Malo is a family affair. Led by singer Arcelio Garcia, the band not only includes Garcia’s son, who sings and raps, but also Jorge Santana, who plays guitar in a way that is very similar to his brother Carlos. Tierra followed with their Latin-tinged variation on vocal harmony and some friendly jokes with audience members down front about Lincoln Heights. Big nostalgia was achieved through the doo-wop connection, and, as at any reputable Latin shindig, there was plenty of dancing.
WAR hero and leader Lonnie Jordan got things off to a enthusiastic start with a shout out to the L.A. Lakers. Drummer Salvador Rodriguez sang several numbers, including the set opening “Cinco de Mayo.” Jordan continued to mine the memory banks of everyone present with references to the ’60s and eight-tracks, which were served up alongside more generic nods to the timeless trio of wine, women, and weed.

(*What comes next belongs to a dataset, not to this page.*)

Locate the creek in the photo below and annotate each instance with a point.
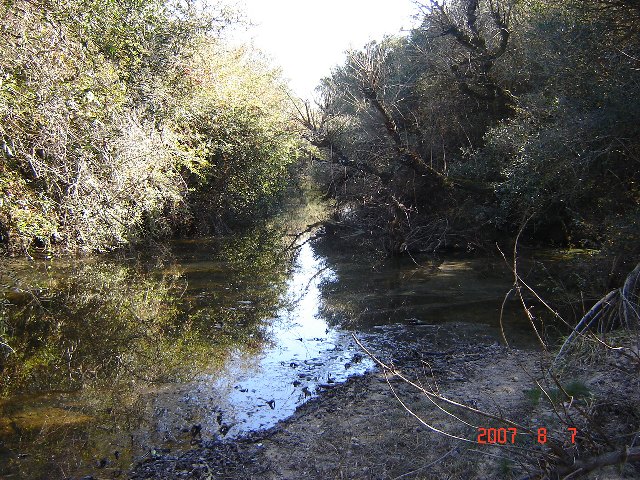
(121, 357)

Jordan and producer Jerry Goldstein jettisoned all the other original members of the band back in the early 1990s, but this edition did admirably well in living up to an idiosyncratic tradition and sound that has become emblematic of L.A.’s melting pot culture. Fernando Harkless brought just the right dynamic tension to his many saxophone solos, and Mitch Kashmar made replicating Lee Oskar’s distinctive harmonica style look easy. On both drums and vocals, Rodriguez was outstanding, and his interplay with bassist Francisco “Pancho” Tomaselli kept the groove in the pocket all night long.

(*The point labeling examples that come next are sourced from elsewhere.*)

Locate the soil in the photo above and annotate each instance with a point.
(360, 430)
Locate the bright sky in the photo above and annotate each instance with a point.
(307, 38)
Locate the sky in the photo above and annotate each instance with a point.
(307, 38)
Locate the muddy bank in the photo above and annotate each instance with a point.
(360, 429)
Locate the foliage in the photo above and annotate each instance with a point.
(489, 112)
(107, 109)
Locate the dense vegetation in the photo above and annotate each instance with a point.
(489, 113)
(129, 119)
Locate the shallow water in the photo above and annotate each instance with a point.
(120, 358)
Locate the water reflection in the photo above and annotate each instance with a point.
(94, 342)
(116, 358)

This music has been substantially revived as a source of income to the songwriters by widespread sampling, but it was meant to be heard live, in a party setting. The vibe at the Bowl on Sunday was high-energy, but the crowd never got out of hand. By the time the band launched into “All Day Music,” their greatest feel-good hit, the mood had relaxed into an all out love-fest, Mexican-style. WAR brought a large group of female audience members onstage to dance at one point, then dismissed them with the tongue-in-cheek explanation that they had blown it by bringing a guy up there. The good-natured joking continued into the encores, as thousands boogied to the brown-eyed soul of one of L.A.’s greatest bands.